Due mesi, otto settimane.
Erano stati due mesi di stallo, silenzio incredulo e battute soppresse. Versi sorpresi, respiri sospesi in un baratro più profondo della mortalità. I principi sciolti, lacrime donate al vento sperando che potessero abbandonarci per sempre, e urli strazioniti di chi ancora rinnegava la catastrofe.
Liberati, sperando che potessero lasciarseli alle spalle, non trovarli mai più, quando invece stavano solo alimentando il loro dolore. Nessuno, a parte Luna stessa, capiva che la terra non era tonda, ma in salita.

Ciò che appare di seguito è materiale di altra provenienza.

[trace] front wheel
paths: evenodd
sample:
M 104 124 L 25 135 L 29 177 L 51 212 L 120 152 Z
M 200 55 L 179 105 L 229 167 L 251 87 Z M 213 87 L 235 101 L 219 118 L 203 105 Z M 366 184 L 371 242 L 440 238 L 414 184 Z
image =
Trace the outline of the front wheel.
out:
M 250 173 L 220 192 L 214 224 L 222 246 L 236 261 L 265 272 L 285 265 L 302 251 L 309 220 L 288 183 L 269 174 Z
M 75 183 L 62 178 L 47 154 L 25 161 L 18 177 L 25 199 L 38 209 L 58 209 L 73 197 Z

Ciò che veniva lanciato, scagliato con una forza tale da lasciare interdetti le persone, non percorreva una docile curva per poi sparire oltre l'orizzonte e non tornare mai più. No, si librava nell'aria, sospeso dalla potenza e dall'intensità del desiderio di smettere di soffrire, e descriveva una linea retta e verticale, stagliandosi alto e scuro come una nube, un presagio oscuro, dentro l'immenso cielo della vita sconfinata; e poi scendeva, la picchiata accompagnava da un fischio stridulo e inquetante, di avvertimento, e ripiombava con più forza verso chi aveva lanciato quelle lacrime, quel dolore.
Due mesi, otto settimane, sessantuno giorni.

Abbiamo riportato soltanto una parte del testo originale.